Our First Amendment is under attack. Forty-four Senate Democrats support a constitutional amendment that would give Congress unbounded power to regulate or prohibit just about any speech concerning an election or a candidate for office. This would-be 28th Amendment is poorly drafted, extremely dangerous, and has the potential to uproot our most cherished freedoms. Its supporters should be embarrassed and the amendment should be stopped immediately.
Trumping the cherished ten words, “Congress shall make no law…abridging the freedom of speech,” the amendment would make the Constitution read, “Congress shall have power to regulate the raising and spending of money and in-kind equivalents with respect to Federal elections.” This unprecedented langauge is radically different from the amendments in the Bill or Rights: instead of limiting the power of the federal government, the proposed amendment would expand it. We’ve gone from “Congress shall make no law” in 1791 to “Congress can make any law” in 2014.
That’s not an exaggeration. The wording of the proposed amendment is so broad that it would allow Congress to regulate or even prohibit any communication that mentions or alludes to a candidate for office. All communications at some level cost money. Rather than censoring the speech itself, Congress would be able to simply criminalize spending money—any amount, even a penny—to engage in disfavored speech. The amendment imposes absolutely no limits on Congress. Neither is it in any way restricted to expenditures by corporations, unions, PACs, Super PACs, or other scary-sounding entities. Buying a sign for one’s yard or a bumper sticker to slap on one’s car would now be actions subject to government control.
The proposed amendment does offer a feckless exemption: “Nothing in this article shall be construed to grant Congress the power to abridge the freedom of the press.” But this carve-out is illusory, as it only applies to those deemed by to be members of “the press”—and the federal government would determine who qualifies. Independent bloggers, tweeters, and pamphleteers could be silenced and chilled by overzealous federal regulators. This very editorial, if published on my personal blog, could be viewed as a form of “sham” issue advocacy, and could be banned by Congress. After all, I oppose the positions of several Democrats up for re-election in 2014. Think about that for a moment.
Last week, the Senate Judiciary Committee suggested a modified version of the amendment, mandating that all regulations must be “reasonable.” But that language would merely subject our free speech to the whims of whatever Congress deems to fit that definition. We should be skeptical. Remarkably, during oral arguments in Citizens United v. FEC, the Obama administration told the Supreme Court that under existing campaign finance law, it could ban a book if it expressed advocacy for a candidate. The Citizens United case itself represented an effort by the government to prohibit the expenditure of money on a movie opposing the candidacy of Hillary Clinton.
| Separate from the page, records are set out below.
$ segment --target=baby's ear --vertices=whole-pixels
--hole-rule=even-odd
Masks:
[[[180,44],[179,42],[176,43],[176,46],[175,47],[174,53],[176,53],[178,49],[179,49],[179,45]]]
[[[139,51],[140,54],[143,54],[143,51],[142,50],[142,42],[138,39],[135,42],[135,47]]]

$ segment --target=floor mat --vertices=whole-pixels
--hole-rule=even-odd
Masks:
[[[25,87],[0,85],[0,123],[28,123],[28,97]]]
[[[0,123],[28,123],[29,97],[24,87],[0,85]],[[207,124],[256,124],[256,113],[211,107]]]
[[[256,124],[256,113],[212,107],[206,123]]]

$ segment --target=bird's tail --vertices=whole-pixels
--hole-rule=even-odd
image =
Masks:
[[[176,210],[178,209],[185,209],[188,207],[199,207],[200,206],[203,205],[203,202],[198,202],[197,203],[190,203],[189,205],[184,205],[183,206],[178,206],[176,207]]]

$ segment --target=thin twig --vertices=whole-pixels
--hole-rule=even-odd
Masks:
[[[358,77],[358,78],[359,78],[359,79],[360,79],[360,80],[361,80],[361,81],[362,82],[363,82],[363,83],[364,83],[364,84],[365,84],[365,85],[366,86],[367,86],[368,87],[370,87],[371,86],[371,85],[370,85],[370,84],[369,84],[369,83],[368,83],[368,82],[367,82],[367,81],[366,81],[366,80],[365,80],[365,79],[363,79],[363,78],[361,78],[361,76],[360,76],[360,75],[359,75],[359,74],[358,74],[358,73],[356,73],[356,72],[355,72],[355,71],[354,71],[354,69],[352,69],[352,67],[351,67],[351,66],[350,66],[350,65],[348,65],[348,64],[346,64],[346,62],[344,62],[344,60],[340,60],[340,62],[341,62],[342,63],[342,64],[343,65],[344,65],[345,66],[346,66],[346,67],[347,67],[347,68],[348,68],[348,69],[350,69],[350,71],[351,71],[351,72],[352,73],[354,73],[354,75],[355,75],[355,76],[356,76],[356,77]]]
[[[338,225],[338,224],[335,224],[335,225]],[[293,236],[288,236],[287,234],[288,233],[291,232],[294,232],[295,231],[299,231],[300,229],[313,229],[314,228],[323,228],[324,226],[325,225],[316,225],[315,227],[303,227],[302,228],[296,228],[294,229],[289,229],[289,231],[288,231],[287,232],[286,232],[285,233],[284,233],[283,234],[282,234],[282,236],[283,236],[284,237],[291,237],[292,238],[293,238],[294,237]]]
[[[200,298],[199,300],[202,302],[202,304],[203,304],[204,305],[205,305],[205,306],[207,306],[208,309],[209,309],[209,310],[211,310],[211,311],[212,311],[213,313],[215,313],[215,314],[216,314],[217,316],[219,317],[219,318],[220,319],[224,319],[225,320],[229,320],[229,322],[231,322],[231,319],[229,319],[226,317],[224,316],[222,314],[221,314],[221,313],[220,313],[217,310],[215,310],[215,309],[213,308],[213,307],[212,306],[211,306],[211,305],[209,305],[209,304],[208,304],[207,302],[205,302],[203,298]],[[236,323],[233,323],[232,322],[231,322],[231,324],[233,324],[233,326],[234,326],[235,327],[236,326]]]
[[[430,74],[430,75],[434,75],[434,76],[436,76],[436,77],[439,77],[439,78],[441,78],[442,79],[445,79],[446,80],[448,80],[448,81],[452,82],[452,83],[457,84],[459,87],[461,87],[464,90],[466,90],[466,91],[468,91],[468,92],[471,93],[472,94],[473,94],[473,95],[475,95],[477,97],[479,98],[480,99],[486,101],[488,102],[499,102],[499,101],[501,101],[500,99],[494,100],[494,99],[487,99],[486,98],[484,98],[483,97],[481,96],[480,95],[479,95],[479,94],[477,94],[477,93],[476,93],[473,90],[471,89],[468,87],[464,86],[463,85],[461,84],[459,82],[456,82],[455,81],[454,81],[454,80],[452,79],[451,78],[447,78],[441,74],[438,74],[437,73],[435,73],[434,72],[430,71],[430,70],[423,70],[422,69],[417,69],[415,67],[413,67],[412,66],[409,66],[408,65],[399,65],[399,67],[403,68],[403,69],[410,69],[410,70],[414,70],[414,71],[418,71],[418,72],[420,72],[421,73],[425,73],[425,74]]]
During that Senate hearing, Senator Ted Cruz excoriated the supporters of this idea, noting that he had “more faith in the Bill of Rights” than in “any elected official.” But free speech is not a left-right issue, and even those who support campaign finance reform should be troubled by the manner in which this amendment would operate. As the ACLU wrote in a letter to the Senate, the amendment would “lead directly to government censorship of political speech and result in a host of unintended consequences that would undermine the goals the amendment has been introduced to advance—namely encouraging vigorous political dissent and providing voice to the voiceless, which we, of course, support.” You know something is out of orbit in our constitutional constellation when Ted Cruz joins with the the ACLU against forty-four Democrats.
Fortunately, the framers of our Constitution come to our rescue once again. Not only did they preserve our freedom of speech in the First Amendment, but Article V of the Constitution was written to stymie misguided efforts to gut our most fundamental liberties. Amending the Constitution is extremely difficult by design. It requires agreement from two thirds of both houses of Congress, and three fourths of the states. That won’t happen. Not a chance. But the fact that forty-four Democrats support amending the First Amendment in this way shows how persuasive the incessant headlines about money in politics have been—and how far supporters of campaign finance have fallen.
Campaign finance reform is a controversial topic, subject to reasonable debate. But Congress has means other than constitutional amendment available to address this issue: requiring more disclosure, for instance, or increasing funding for prosecution of election law violations. The fact that Democrats have chosen to make a constitutional amendment their chosen vehicle signals that they are not really serious about meaningful change, and prefer opportunistic grandstanding at the cost of our constitutional rights.